E ai Gabriel, bom, aconteceu muitas coisas ultimamente em minha vida e algumas foram decepcionantes, mas enfim... Só pra constar (e faz um bom tempo que não encho a paciência de vocês) a democracia para Aristóteles era uma forma degenerada de governo, se equiparando o que chamaríamos hoje de demagogia...
De qualquer forma, a democracia só poderia eliminar a tortura sobre a égide do império da Lei e esta Lei seria legitimada por um complexo processo político-jurídico em que se levaria em conta, para se manter legitimidade da Lei, e por conseqüência do poder vigente, o fato-valor-norma, ou seja, um fato relevante, valorado por uma cultura e pessoas do povo, com um processo formalmente delimitado e pré estabelecido (tudo para abstratizar o poder e não concentrar na mão de um soberano)...
Todavia, ocorre que, de acordo com Rosseau, esta Lei, em seu primórdio de formação, nada mais é que a manutenção da força (substitui a força física, mas é força).
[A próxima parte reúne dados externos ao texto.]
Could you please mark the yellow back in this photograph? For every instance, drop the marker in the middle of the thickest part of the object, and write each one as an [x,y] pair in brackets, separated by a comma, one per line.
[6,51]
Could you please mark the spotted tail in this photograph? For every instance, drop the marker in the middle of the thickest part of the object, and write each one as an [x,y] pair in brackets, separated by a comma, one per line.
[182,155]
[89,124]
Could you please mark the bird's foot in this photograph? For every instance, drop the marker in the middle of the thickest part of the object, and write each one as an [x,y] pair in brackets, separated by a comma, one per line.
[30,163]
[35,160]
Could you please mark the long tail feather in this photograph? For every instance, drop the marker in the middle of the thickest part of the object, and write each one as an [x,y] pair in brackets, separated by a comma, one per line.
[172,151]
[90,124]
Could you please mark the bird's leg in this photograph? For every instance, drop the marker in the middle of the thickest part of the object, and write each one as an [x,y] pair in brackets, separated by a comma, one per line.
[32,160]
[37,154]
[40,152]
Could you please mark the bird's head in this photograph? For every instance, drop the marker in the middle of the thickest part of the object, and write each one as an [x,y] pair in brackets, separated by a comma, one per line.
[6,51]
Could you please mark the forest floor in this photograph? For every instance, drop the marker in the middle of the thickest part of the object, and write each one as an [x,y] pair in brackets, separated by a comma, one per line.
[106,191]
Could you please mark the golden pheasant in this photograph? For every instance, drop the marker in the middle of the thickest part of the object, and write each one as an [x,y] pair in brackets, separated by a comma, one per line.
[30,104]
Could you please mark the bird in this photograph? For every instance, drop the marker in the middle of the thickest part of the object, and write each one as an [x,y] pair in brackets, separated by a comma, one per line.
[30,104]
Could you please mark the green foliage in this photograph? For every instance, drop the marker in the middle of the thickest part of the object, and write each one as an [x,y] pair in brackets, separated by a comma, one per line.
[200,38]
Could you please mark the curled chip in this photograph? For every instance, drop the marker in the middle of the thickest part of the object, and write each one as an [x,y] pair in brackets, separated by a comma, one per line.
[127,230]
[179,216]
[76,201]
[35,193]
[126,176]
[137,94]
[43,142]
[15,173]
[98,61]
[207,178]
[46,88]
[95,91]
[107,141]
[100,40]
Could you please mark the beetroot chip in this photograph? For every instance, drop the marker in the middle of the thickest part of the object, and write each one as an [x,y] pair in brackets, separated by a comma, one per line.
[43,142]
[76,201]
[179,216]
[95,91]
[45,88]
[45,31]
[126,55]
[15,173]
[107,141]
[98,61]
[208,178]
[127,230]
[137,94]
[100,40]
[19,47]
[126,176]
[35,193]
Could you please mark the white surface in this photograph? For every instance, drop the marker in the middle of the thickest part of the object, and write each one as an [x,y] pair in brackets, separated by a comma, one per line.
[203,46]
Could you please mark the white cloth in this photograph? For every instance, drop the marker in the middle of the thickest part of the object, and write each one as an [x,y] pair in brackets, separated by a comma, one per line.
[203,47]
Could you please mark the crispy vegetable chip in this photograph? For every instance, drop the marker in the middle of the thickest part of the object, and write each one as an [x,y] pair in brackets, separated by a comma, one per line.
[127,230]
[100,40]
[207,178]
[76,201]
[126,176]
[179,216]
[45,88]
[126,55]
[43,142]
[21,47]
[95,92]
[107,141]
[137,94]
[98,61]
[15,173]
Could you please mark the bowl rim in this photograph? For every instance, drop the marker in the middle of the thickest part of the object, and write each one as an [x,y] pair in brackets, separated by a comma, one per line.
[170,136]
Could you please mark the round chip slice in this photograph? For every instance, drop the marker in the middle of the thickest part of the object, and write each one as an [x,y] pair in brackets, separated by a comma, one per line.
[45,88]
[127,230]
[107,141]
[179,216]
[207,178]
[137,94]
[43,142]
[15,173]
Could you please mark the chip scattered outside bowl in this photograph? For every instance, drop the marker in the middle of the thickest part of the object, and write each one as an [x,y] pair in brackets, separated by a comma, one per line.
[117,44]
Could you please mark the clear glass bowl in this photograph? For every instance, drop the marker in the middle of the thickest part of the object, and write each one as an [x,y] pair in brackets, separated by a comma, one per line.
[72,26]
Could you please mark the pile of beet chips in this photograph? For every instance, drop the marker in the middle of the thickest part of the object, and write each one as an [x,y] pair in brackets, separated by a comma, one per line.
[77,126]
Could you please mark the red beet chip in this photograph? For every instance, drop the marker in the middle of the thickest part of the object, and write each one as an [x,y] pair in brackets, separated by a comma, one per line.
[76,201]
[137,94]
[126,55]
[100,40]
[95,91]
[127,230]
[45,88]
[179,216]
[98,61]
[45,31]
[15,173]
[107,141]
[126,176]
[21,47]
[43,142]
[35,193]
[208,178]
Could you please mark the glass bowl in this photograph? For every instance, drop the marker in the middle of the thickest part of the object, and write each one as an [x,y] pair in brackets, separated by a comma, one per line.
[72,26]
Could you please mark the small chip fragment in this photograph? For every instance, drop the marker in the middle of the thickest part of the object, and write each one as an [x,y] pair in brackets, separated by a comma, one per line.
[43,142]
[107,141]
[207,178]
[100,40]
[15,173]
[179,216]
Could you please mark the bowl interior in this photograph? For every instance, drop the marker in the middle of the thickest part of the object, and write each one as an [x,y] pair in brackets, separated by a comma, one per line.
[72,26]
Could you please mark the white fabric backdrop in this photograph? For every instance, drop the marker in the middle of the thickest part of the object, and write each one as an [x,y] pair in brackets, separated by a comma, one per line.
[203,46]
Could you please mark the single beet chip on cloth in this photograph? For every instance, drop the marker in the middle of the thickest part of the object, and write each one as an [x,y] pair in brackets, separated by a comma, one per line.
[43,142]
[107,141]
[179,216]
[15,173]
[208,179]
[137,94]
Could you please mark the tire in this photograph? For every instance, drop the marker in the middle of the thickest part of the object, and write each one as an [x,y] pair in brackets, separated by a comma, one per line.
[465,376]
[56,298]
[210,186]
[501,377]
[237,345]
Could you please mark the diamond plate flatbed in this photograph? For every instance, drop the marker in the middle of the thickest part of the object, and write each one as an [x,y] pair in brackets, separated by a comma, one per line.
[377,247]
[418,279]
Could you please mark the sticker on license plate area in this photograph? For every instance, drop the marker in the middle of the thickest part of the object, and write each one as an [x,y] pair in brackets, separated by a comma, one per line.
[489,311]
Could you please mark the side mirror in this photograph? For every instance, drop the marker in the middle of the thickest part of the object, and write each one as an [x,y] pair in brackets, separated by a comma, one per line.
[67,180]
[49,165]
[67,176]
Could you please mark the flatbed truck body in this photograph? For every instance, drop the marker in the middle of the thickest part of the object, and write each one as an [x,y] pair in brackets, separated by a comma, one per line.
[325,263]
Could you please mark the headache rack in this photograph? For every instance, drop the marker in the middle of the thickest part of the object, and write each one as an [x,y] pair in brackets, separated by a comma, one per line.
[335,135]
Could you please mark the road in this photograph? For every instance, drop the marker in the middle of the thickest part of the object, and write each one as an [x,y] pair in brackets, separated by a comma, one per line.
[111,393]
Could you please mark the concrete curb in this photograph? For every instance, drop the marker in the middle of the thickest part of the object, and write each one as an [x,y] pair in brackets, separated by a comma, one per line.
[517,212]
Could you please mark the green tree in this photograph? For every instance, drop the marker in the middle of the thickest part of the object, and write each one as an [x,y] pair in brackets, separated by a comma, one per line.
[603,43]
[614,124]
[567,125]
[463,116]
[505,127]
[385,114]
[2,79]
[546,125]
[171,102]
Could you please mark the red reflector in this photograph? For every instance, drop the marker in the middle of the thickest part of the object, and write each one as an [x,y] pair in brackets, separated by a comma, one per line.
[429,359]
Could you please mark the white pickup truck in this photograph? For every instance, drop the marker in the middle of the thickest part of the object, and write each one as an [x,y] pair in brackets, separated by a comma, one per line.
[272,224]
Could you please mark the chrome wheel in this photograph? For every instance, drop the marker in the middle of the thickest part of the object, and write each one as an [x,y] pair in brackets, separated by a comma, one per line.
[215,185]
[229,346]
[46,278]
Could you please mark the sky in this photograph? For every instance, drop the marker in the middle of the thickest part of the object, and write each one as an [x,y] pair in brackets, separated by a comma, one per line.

Tanto é assim, que o próprio símbolo do direito contém a espada, representativo da força, junto com a balança.
Ademais, um autor chamado Zaffaroni, que trabalha com o chamado realismo marginal, traz a lume, interessante pensamento ao dizer que o Estado para sobreviver precisa de doses homeopática de violência, pois para manter um Estado, onde temos que nos submeter a ordens externas aos nossos "clãs", há necessidade de um certo temor pairando no ar, do tipo: "nossa se está assim com Estado imagine sem" (claro que ninguém pensa literalmente assim, mas é quase um postulado pensar que é melhor viver organizadamente que estar sujeito ao meio natural)... Enfim, o Zaffafaroni, acaba dizendo que a violência autolegitima o Estado que acaba utilizando de uma violência institucional, para combater a violência que o autolegitima, e isto desemboca no Estado ter mais poder. Assim, quando a violência aumenta e consequentemente o Estado usa mais violência tem mais poder, o que pode recair em uma Ditadura...
A democracia só faz sentido em um Estado Democrático de Direito, mas o Direito tem que ser regido por uma cultura mais democrática, pois o Direito varia entre uma Ciência Social (onde obviamente o corpo social e o momento histórico tem total influência) e entre uma “Ciência Cultural” (postada, por vezes, ao lado das artes, como literatura, pois tem grande criação cultural-imaginária), quero dizer, se a cultura e a disposição histórica social for mais ditatorial em razão do medo, por exemplo, como foram os Atos Patrióticos feitos pelo antigo governo norte-americano, a tendência será de uma democracia mais ditatorial, assim por se dizer. Por isso, também se discute um Direito superior, que teria sua máxima expressão em uma rede,de intrincada principiologia, fundada em pensamentos filosóficos mais metafísicos, como é o casa do Princípio da Fragmentariedade do Direito, que quer dizer que a Leis funcionam como comportas para reter o poder estatal, mas as leis só retém certo poder estatal, por isso diz-se o Direito ser fragmentário.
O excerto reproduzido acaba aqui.